En préambule, Conrad se devait d'inventer le farfelu prétexte, il s'en acquitte tant bien que mal. C'est alors qu'il relève le véritable défi: fournir une motivation réaliste au fait qu'une futilité puisse détourner deux officiers de carrière de leur raison d'être, et ce, non pas en temps de chômage militaire; expliquer comment le contentieux est de suite tombé dans le domaine public - le journal méridional en parle comme "the well-known fact" -, alors que son origine n'a jamais été découverte. Car pour les contemporains, il allait de soit que l'effet fut sans commune mesure avec la cause, dont pourtant ils avouaient tout ignorer.
Conrad aurait pu asseoir la vraisemblance de l'histoire sur la psychopathologie de deux fous furieux, à qui tout est bon pour laisser libre cours à leurs pulsions belliqueuses; ou sur l'anachronisme de deux rescapés de la Table Ronde, en retard de sept siècles sur le code d'honneur en vogue. Bref, Conrad aurait pu en faire une paire symétrique, dont l'affinité élective isole de leurs pairs, deux monomaniaques que l'idée fixe installe hors du temps, en littérature. La solution de Conrad.

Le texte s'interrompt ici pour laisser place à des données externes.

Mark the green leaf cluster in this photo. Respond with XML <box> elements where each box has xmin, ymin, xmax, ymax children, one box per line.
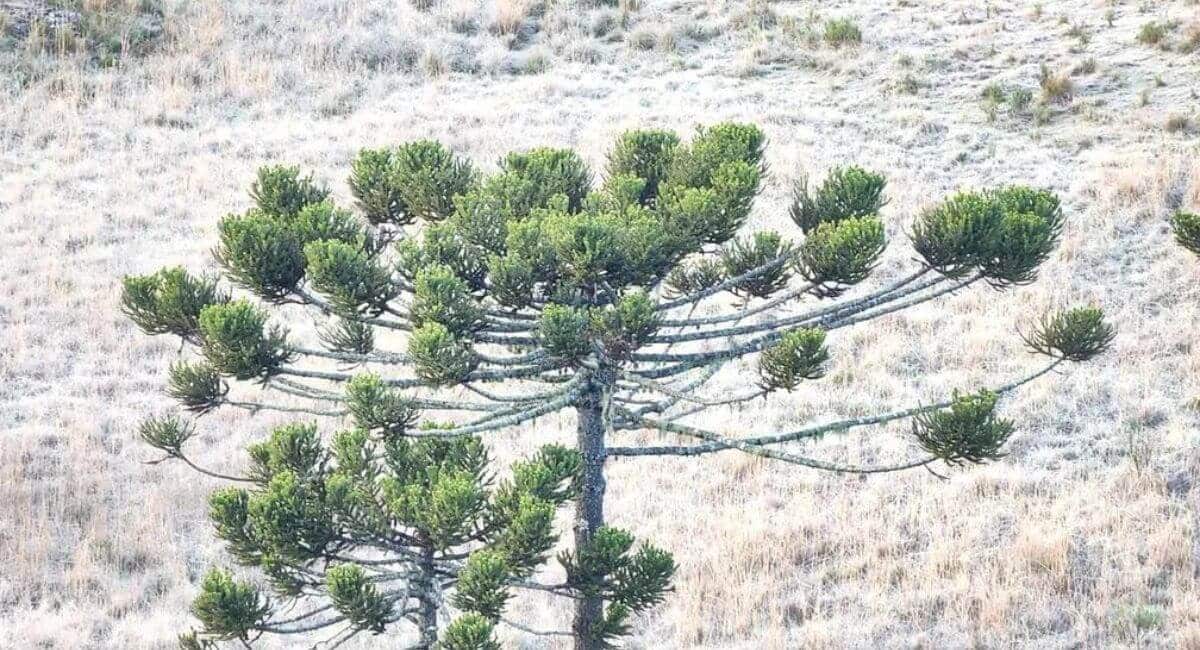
<box><xmin>559</xmin><ymin>527</ymin><xmax>676</xmax><ymax>646</ymax></box>
<box><xmin>912</xmin><ymin>186</ymin><xmax>1063</xmax><ymax>287</ymax></box>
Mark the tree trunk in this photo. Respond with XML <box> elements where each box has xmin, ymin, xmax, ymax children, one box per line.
<box><xmin>572</xmin><ymin>378</ymin><xmax>610</xmax><ymax>650</ymax></box>
<box><xmin>417</xmin><ymin>545</ymin><xmax>438</xmax><ymax>649</ymax></box>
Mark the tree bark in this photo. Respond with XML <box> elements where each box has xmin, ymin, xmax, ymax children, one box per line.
<box><xmin>572</xmin><ymin>377</ymin><xmax>610</xmax><ymax>650</ymax></box>
<box><xmin>417</xmin><ymin>545</ymin><xmax>438</xmax><ymax>649</ymax></box>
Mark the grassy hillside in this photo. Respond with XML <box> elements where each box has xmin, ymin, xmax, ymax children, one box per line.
<box><xmin>2</xmin><ymin>0</ymin><xmax>1199</xmax><ymax>647</ymax></box>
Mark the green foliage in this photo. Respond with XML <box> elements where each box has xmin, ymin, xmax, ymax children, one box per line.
<box><xmin>250</xmin><ymin>165</ymin><xmax>329</xmax><ymax>219</ymax></box>
<box><xmin>349</xmin><ymin>148</ymin><xmax>407</xmax><ymax>225</ymax></box>
<box><xmin>409</xmin><ymin>322</ymin><xmax>478</xmax><ymax>386</ymax></box>
<box><xmin>706</xmin><ymin>160</ymin><xmax>762</xmax><ymax>244</ymax></box>
<box><xmin>248</xmin><ymin>470</ymin><xmax>339</xmax><ymax>564</ymax></box>
<box><xmin>656</xmin><ymin>124</ymin><xmax>764</xmax><ymax>249</ymax></box>
<box><xmin>395</xmin><ymin>140</ymin><xmax>479</xmax><ymax>222</ymax></box>
<box><xmin>318</xmin><ymin>317</ymin><xmax>375</xmax><ymax>354</ymax></box>
<box><xmin>795</xmin><ymin>215</ymin><xmax>886</xmax><ymax>294</ymax></box>
<box><xmin>248</xmin><ymin>422</ymin><xmax>326</xmax><ymax>482</ymax></box>
<box><xmin>304</xmin><ymin>240</ymin><xmax>397</xmax><ymax>315</ymax></box>
<box><xmin>485</xmin><ymin>252</ymin><xmax>538</xmax><ymax>309</ymax></box>
<box><xmin>1023</xmin><ymin>306</ymin><xmax>1114</xmax><ymax>362</ymax></box>
<box><xmin>606</xmin><ymin>129</ymin><xmax>680</xmax><ymax>205</ymax></box>
<box><xmin>1171</xmin><ymin>211</ymin><xmax>1200</xmax><ymax>256</ymax></box>
<box><xmin>346</xmin><ymin>373</ymin><xmax>418</xmax><ymax>436</ymax></box>
<box><xmin>590</xmin><ymin>175</ymin><xmax>649</xmax><ymax>214</ymax></box>
<box><xmin>450</xmin><ymin>175</ymin><xmax>548</xmax><ymax>255</ymax></box>
<box><xmin>452</xmin><ymin>551</ymin><xmax>511</xmax><ymax>620</ymax></box>
<box><xmin>121</xmin><ymin>267</ymin><xmax>228</xmax><ymax>339</ymax></box>
<box><xmin>559</xmin><ymin>527</ymin><xmax>676</xmax><ymax>646</ymax></box>
<box><xmin>167</xmin><ymin>360</ymin><xmax>227</xmax><ymax>413</ymax></box>
<box><xmin>327</xmin><ymin>564</ymin><xmax>391</xmax><ymax>632</ymax></box>
<box><xmin>912</xmin><ymin>390</ymin><xmax>1013</xmax><ymax>466</ymax></box>
<box><xmin>542</xmin><ymin>205</ymin><xmax>675</xmax><ymax>289</ymax></box>
<box><xmin>487</xmin><ymin>495</ymin><xmax>556</xmax><ymax>575</ymax></box>
<box><xmin>190</xmin><ymin>569</ymin><xmax>269</xmax><ymax>641</ymax></box>
<box><xmin>507</xmin><ymin>444</ymin><xmax>583</xmax><ymax>505</ymax></box>
<box><xmin>1137</xmin><ymin>21</ymin><xmax>1168</xmax><ymax>46</ymax></box>
<box><xmin>290</xmin><ymin>200</ymin><xmax>368</xmax><ymax>248</ymax></box>
<box><xmin>214</xmin><ymin>211</ymin><xmax>306</xmax><ymax>301</ymax></box>
<box><xmin>138</xmin><ymin>414</ymin><xmax>195</xmax><ymax>457</ymax></box>
<box><xmin>349</xmin><ymin>141</ymin><xmax>478</xmax><ymax>225</ymax></box>
<box><xmin>441</xmin><ymin>614</ymin><xmax>501</xmax><ymax>650</ymax></box>
<box><xmin>501</xmin><ymin>148</ymin><xmax>593</xmax><ymax>213</ymax></box>
<box><xmin>397</xmin><ymin>221</ymin><xmax>489</xmax><ymax>290</ymax></box>
<box><xmin>192</xmin><ymin>418</ymin><xmax>579</xmax><ymax>642</ymax></box>
<box><xmin>666</xmin><ymin>122</ymin><xmax>766</xmax><ymax>189</ymax></box>
<box><xmin>758</xmin><ymin>328</ymin><xmax>829</xmax><ymax>391</ymax></box>
<box><xmin>824</xmin><ymin>18</ymin><xmax>862</xmax><ymax>46</ymax></box>
<box><xmin>663</xmin><ymin>257</ymin><xmax>724</xmax><ymax>299</ymax></box>
<box><xmin>198</xmin><ymin>301</ymin><xmax>291</xmax><ymax>380</ymax></box>
<box><xmin>655</xmin><ymin>184</ymin><xmax>723</xmax><ymax>251</ymax></box>
<box><xmin>911</xmin><ymin>187</ymin><xmax>1062</xmax><ymax>287</ymax></box>
<box><xmin>383</xmin><ymin>442</ymin><xmax>488</xmax><ymax>549</ymax></box>
<box><xmin>721</xmin><ymin>231</ymin><xmax>794</xmax><ymax>299</ymax></box>
<box><xmin>411</xmin><ymin>265</ymin><xmax>485</xmax><ymax>336</ymax></box>
<box><xmin>591</xmin><ymin>290</ymin><xmax>660</xmax><ymax>359</ymax></box>
<box><xmin>990</xmin><ymin>186</ymin><xmax>1064</xmax><ymax>234</ymax></box>
<box><xmin>538</xmin><ymin>304</ymin><xmax>592</xmax><ymax>362</ymax></box>
<box><xmin>789</xmin><ymin>166</ymin><xmax>887</xmax><ymax>234</ymax></box>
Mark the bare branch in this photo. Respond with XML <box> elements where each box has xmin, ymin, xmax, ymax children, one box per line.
<box><xmin>614</xmin><ymin>412</ymin><xmax>937</xmax><ymax>473</ymax></box>
<box><xmin>656</xmin><ymin>253</ymin><xmax>793</xmax><ymax>311</ymax></box>
<box><xmin>610</xmin><ymin>359</ymin><xmax>1062</xmax><ymax>457</ymax></box>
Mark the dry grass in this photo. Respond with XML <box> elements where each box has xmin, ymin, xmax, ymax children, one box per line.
<box><xmin>4</xmin><ymin>0</ymin><xmax>1200</xmax><ymax>648</ymax></box>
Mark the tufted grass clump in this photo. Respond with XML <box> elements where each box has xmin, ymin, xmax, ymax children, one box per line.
<box><xmin>1039</xmin><ymin>65</ymin><xmax>1074</xmax><ymax>104</ymax></box>
<box><xmin>1136</xmin><ymin>21</ymin><xmax>1169</xmax><ymax>46</ymax></box>
<box><xmin>823</xmin><ymin>18</ymin><xmax>862</xmax><ymax>47</ymax></box>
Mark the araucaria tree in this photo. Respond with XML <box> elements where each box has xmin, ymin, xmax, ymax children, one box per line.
<box><xmin>125</xmin><ymin>124</ymin><xmax>1114</xmax><ymax>649</ymax></box>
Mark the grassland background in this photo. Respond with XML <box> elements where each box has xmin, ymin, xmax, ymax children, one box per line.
<box><xmin>1</xmin><ymin>0</ymin><xmax>1199</xmax><ymax>647</ymax></box>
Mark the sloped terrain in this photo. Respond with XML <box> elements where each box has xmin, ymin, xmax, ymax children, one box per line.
<box><xmin>1</xmin><ymin>0</ymin><xmax>1199</xmax><ymax>647</ymax></box>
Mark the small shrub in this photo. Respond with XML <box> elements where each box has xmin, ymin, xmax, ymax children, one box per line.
<box><xmin>894</xmin><ymin>73</ymin><xmax>922</xmax><ymax>95</ymax></box>
<box><xmin>627</xmin><ymin>29</ymin><xmax>656</xmax><ymax>51</ymax></box>
<box><xmin>1039</xmin><ymin>65</ymin><xmax>1074</xmax><ymax>103</ymax></box>
<box><xmin>1008</xmin><ymin>87</ymin><xmax>1034</xmax><ymax>114</ymax></box>
<box><xmin>1181</xmin><ymin>24</ymin><xmax>1200</xmax><ymax>53</ymax></box>
<box><xmin>493</xmin><ymin>0</ymin><xmax>530</xmax><ymax>36</ymax></box>
<box><xmin>1165</xmin><ymin>114</ymin><xmax>1193</xmax><ymax>133</ymax></box>
<box><xmin>981</xmin><ymin>82</ymin><xmax>1007</xmax><ymax>104</ymax></box>
<box><xmin>592</xmin><ymin>10</ymin><xmax>621</xmax><ymax>37</ymax></box>
<box><xmin>1071</xmin><ymin>57</ymin><xmax>1096</xmax><ymax>75</ymax></box>
<box><xmin>1033</xmin><ymin>104</ymin><xmax>1052</xmax><ymax>126</ymax></box>
<box><xmin>421</xmin><ymin>47</ymin><xmax>448</xmax><ymax>77</ymax></box>
<box><xmin>823</xmin><ymin>18</ymin><xmax>862</xmax><ymax>46</ymax></box>
<box><xmin>1066</xmin><ymin>23</ymin><xmax>1089</xmax><ymax>46</ymax></box>
<box><xmin>522</xmin><ymin>48</ymin><xmax>551</xmax><ymax>74</ymax></box>
<box><xmin>1136</xmin><ymin>21</ymin><xmax>1168</xmax><ymax>45</ymax></box>
<box><xmin>731</xmin><ymin>0</ymin><xmax>777</xmax><ymax>32</ymax></box>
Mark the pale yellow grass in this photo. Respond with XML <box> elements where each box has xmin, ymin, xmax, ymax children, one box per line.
<box><xmin>2</xmin><ymin>0</ymin><xmax>1200</xmax><ymax>648</ymax></box>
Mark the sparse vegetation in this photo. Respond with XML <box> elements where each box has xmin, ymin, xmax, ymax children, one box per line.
<box><xmin>823</xmin><ymin>17</ymin><xmax>862</xmax><ymax>46</ymax></box>
<box><xmin>1165</xmin><ymin>114</ymin><xmax>1193</xmax><ymax>133</ymax></box>
<box><xmin>1</xmin><ymin>0</ymin><xmax>165</xmax><ymax>69</ymax></box>
<box><xmin>1136</xmin><ymin>21</ymin><xmax>1169</xmax><ymax>46</ymax></box>
<box><xmin>1039</xmin><ymin>64</ymin><xmax>1075</xmax><ymax>103</ymax></box>
<box><xmin>1072</xmin><ymin>57</ymin><xmax>1097</xmax><ymax>75</ymax></box>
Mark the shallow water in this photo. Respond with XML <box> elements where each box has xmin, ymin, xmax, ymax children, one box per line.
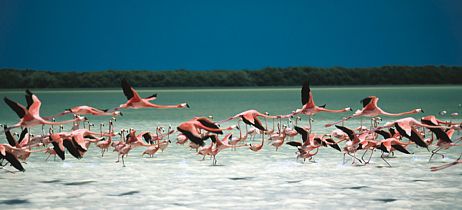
<box><xmin>0</xmin><ymin>86</ymin><xmax>461</xmax><ymax>209</ymax></box>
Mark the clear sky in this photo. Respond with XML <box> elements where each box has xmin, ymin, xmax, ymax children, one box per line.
<box><xmin>0</xmin><ymin>0</ymin><xmax>461</xmax><ymax>71</ymax></box>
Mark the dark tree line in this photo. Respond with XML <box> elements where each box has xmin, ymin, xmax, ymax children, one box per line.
<box><xmin>0</xmin><ymin>66</ymin><xmax>461</xmax><ymax>88</ymax></box>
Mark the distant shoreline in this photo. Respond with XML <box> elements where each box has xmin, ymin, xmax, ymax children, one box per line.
<box><xmin>1</xmin><ymin>66</ymin><xmax>461</xmax><ymax>88</ymax></box>
<box><xmin>1</xmin><ymin>84</ymin><xmax>462</xmax><ymax>92</ymax></box>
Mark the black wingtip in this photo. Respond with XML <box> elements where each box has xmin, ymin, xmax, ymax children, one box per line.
<box><xmin>360</xmin><ymin>97</ymin><xmax>373</xmax><ymax>108</ymax></box>
<box><xmin>186</xmin><ymin>103</ymin><xmax>190</xmax><ymax>108</ymax></box>
<box><xmin>286</xmin><ymin>141</ymin><xmax>302</xmax><ymax>147</ymax></box>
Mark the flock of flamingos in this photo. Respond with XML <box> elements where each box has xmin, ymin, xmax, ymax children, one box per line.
<box><xmin>1</xmin><ymin>79</ymin><xmax>461</xmax><ymax>173</ymax></box>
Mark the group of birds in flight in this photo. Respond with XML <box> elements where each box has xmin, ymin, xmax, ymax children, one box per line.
<box><xmin>1</xmin><ymin>79</ymin><xmax>461</xmax><ymax>172</ymax></box>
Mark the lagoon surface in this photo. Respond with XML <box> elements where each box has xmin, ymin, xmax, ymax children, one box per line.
<box><xmin>0</xmin><ymin>86</ymin><xmax>461</xmax><ymax>209</ymax></box>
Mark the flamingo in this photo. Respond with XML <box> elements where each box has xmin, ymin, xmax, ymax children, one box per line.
<box><xmin>210</xmin><ymin>133</ymin><xmax>246</xmax><ymax>165</ymax></box>
<box><xmin>287</xmin><ymin>81</ymin><xmax>352</xmax><ymax>129</ymax></box>
<box><xmin>286</xmin><ymin>128</ymin><xmax>321</xmax><ymax>162</ymax></box>
<box><xmin>116</xmin><ymin>144</ymin><xmax>132</xmax><ymax>167</ymax></box>
<box><xmin>117</xmin><ymin>79</ymin><xmax>189</xmax><ymax>110</ymax></box>
<box><xmin>96</xmin><ymin>121</ymin><xmax>115</xmax><ymax>157</ymax></box>
<box><xmin>49</xmin><ymin>133</ymin><xmax>82</xmax><ymax>160</ymax></box>
<box><xmin>46</xmin><ymin>105</ymin><xmax>122</xmax><ymax>119</ymax></box>
<box><xmin>270</xmin><ymin>124</ymin><xmax>287</xmax><ymax>151</ymax></box>
<box><xmin>3</xmin><ymin>90</ymin><xmax>87</xmax><ymax>130</ymax></box>
<box><xmin>177</xmin><ymin>117</ymin><xmax>231</xmax><ymax>146</ymax></box>
<box><xmin>219</xmin><ymin>109</ymin><xmax>281</xmax><ymax>131</ymax></box>
<box><xmin>374</xmin><ymin>136</ymin><xmax>412</xmax><ymax>167</ymax></box>
<box><xmin>0</xmin><ymin>144</ymin><xmax>25</xmax><ymax>172</ymax></box>
<box><xmin>334</xmin><ymin>125</ymin><xmax>366</xmax><ymax>165</ymax></box>
<box><xmin>198</xmin><ymin>140</ymin><xmax>214</xmax><ymax>160</ymax></box>
<box><xmin>249</xmin><ymin>135</ymin><xmax>264</xmax><ymax>152</ymax></box>
<box><xmin>142</xmin><ymin>145</ymin><xmax>160</xmax><ymax>158</ymax></box>
<box><xmin>325</xmin><ymin>96</ymin><xmax>423</xmax><ymax>127</ymax></box>
<box><xmin>176</xmin><ymin>134</ymin><xmax>189</xmax><ymax>145</ymax></box>
<box><xmin>3</xmin><ymin>125</ymin><xmax>29</xmax><ymax>148</ymax></box>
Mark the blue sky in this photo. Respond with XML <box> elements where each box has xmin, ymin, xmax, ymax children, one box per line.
<box><xmin>0</xmin><ymin>0</ymin><xmax>461</xmax><ymax>71</ymax></box>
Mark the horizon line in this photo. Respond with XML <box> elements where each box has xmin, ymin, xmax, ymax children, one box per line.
<box><xmin>1</xmin><ymin>64</ymin><xmax>461</xmax><ymax>73</ymax></box>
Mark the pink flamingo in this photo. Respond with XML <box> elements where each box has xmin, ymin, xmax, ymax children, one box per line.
<box><xmin>96</xmin><ymin>121</ymin><xmax>115</xmax><ymax>157</ymax></box>
<box><xmin>198</xmin><ymin>140</ymin><xmax>214</xmax><ymax>160</ymax></box>
<box><xmin>220</xmin><ymin>109</ymin><xmax>281</xmax><ymax>131</ymax></box>
<box><xmin>325</xmin><ymin>96</ymin><xmax>423</xmax><ymax>127</ymax></box>
<box><xmin>270</xmin><ymin>124</ymin><xmax>287</xmax><ymax>151</ymax></box>
<box><xmin>286</xmin><ymin>128</ymin><xmax>321</xmax><ymax>162</ymax></box>
<box><xmin>334</xmin><ymin>125</ymin><xmax>366</xmax><ymax>165</ymax></box>
<box><xmin>210</xmin><ymin>133</ymin><xmax>246</xmax><ymax>165</ymax></box>
<box><xmin>249</xmin><ymin>136</ymin><xmax>264</xmax><ymax>152</ymax></box>
<box><xmin>3</xmin><ymin>90</ymin><xmax>87</xmax><ymax>130</ymax></box>
<box><xmin>177</xmin><ymin>117</ymin><xmax>233</xmax><ymax>146</ymax></box>
<box><xmin>117</xmin><ymin>79</ymin><xmax>189</xmax><ymax>110</ymax></box>
<box><xmin>49</xmin><ymin>133</ymin><xmax>82</xmax><ymax>160</ymax></box>
<box><xmin>49</xmin><ymin>105</ymin><xmax>122</xmax><ymax>118</ymax></box>
<box><xmin>176</xmin><ymin>134</ymin><xmax>189</xmax><ymax>145</ymax></box>
<box><xmin>0</xmin><ymin>144</ymin><xmax>25</xmax><ymax>172</ymax></box>
<box><xmin>374</xmin><ymin>117</ymin><xmax>446</xmax><ymax>149</ymax></box>
<box><xmin>142</xmin><ymin>145</ymin><xmax>160</xmax><ymax>158</ymax></box>
<box><xmin>287</xmin><ymin>81</ymin><xmax>352</xmax><ymax>128</ymax></box>
<box><xmin>116</xmin><ymin>144</ymin><xmax>132</xmax><ymax>167</ymax></box>
<box><xmin>374</xmin><ymin>137</ymin><xmax>412</xmax><ymax>166</ymax></box>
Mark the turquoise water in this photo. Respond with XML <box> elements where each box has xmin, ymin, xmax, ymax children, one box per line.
<box><xmin>0</xmin><ymin>86</ymin><xmax>461</xmax><ymax>209</ymax></box>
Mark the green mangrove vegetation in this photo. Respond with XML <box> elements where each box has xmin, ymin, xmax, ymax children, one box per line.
<box><xmin>0</xmin><ymin>66</ymin><xmax>461</xmax><ymax>88</ymax></box>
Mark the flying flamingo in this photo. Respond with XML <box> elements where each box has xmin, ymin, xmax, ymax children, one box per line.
<box><xmin>220</xmin><ymin>109</ymin><xmax>281</xmax><ymax>131</ymax></box>
<box><xmin>3</xmin><ymin>125</ymin><xmax>28</xmax><ymax>148</ymax></box>
<box><xmin>48</xmin><ymin>106</ymin><xmax>122</xmax><ymax>118</ymax></box>
<box><xmin>428</xmin><ymin>128</ymin><xmax>461</xmax><ymax>162</ymax></box>
<box><xmin>325</xmin><ymin>96</ymin><xmax>423</xmax><ymax>127</ymax></box>
<box><xmin>334</xmin><ymin>125</ymin><xmax>366</xmax><ymax>165</ymax></box>
<box><xmin>0</xmin><ymin>144</ymin><xmax>25</xmax><ymax>172</ymax></box>
<box><xmin>117</xmin><ymin>79</ymin><xmax>189</xmax><ymax>110</ymax></box>
<box><xmin>287</xmin><ymin>81</ymin><xmax>352</xmax><ymax>129</ymax></box>
<box><xmin>210</xmin><ymin>133</ymin><xmax>246</xmax><ymax>165</ymax></box>
<box><xmin>286</xmin><ymin>128</ymin><xmax>323</xmax><ymax>162</ymax></box>
<box><xmin>177</xmin><ymin>117</ymin><xmax>232</xmax><ymax>146</ymax></box>
<box><xmin>49</xmin><ymin>133</ymin><xmax>82</xmax><ymax>160</ymax></box>
<box><xmin>3</xmin><ymin>90</ymin><xmax>87</xmax><ymax>131</ymax></box>
<box><xmin>373</xmin><ymin>136</ymin><xmax>412</xmax><ymax>167</ymax></box>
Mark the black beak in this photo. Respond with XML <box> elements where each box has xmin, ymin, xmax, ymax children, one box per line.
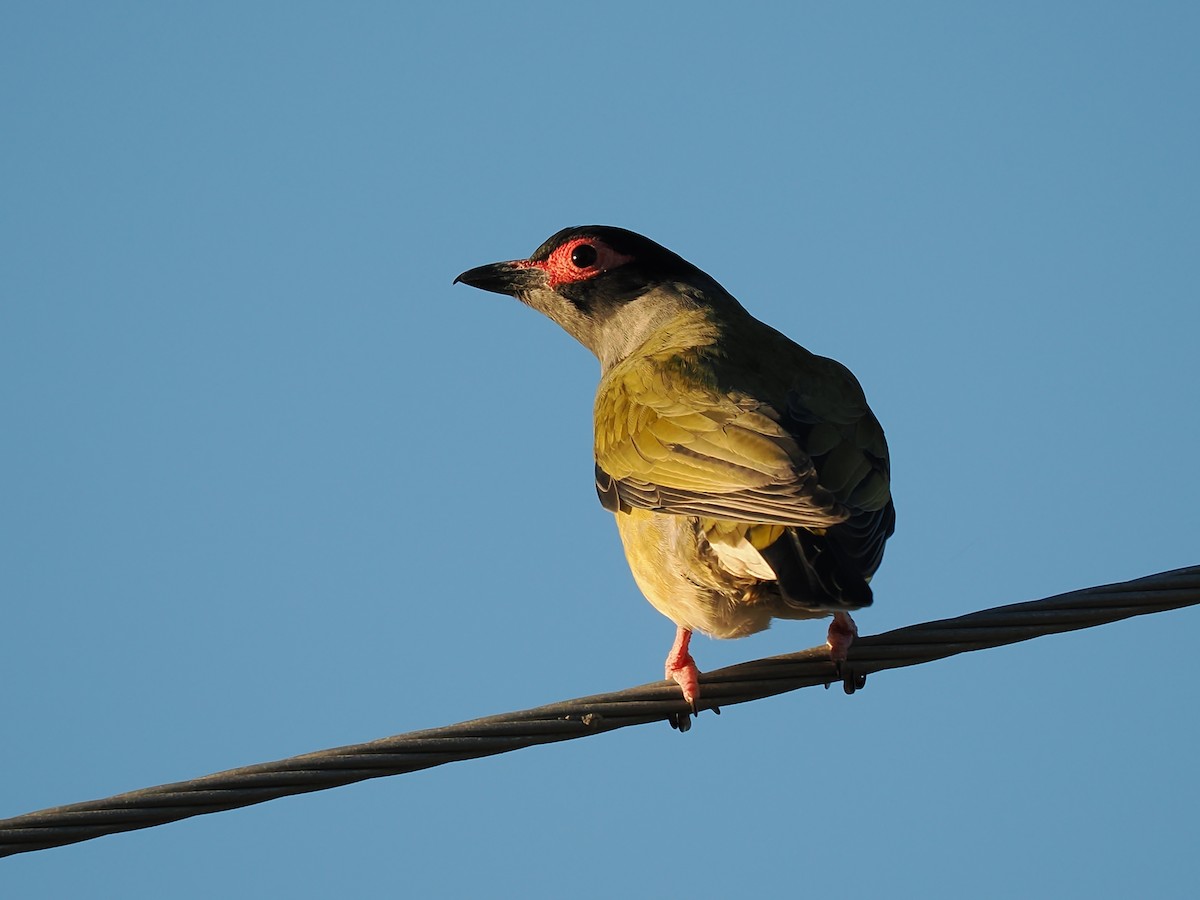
<box><xmin>453</xmin><ymin>260</ymin><xmax>545</xmax><ymax>296</ymax></box>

Trois ne font, trois ne sont que ça: Dieu, il ne fait qu'être, le mort, il ne fait que ne pas être, le héros romanesque, il ne fait que passer.
Feraud et D'Hubert ont beau être des personnages fictifs, on vient de l'apprendre, ils ne font pas que se battre en duel. Du moins ne pensent-ils qu'à ça?
L'un oui, l'autre pas. Le duel engage un chien enragé et un homme rangé, un être obsédé et celui qui sait: Ce n'est pas si simple, c'est même beaucoup plus compliqué - et qui néanmoins joue le jeu. C'est cette asymétrie qui commande l'intrigue, et qui la transforme en étude de cas exemplaire.
"Jamais je ne te pardonnerai", "Je te le ferai payer", "Hors de ma vie!": l'impardonnable est une famille sémantique nombreuse, qui, parmi nous, n'en a pas proféré un parent plus ou moins pauvre? Causons toujours, mais
Qui défendra la cause de l'effet?
Les personnages littéraires. Eux ne se contentent pas de promesses vagues, ils détaillent: "Le sang seul lavera un tel affront", "Je ne connaîtrai pas de répit jusqu'à ce que notre affaire soit réglée".
Partant de ma définition du littéraire comme l'unique lieu où les mots, voire les clichés, sont pris à la lettre, je lis dans "Le Duel" l'affrontement du littéraire, incarné par Feraud, et du réel, que D'Hubert imite si fidèlement. Que le meilleur gagne, et faute de mieux, le viable.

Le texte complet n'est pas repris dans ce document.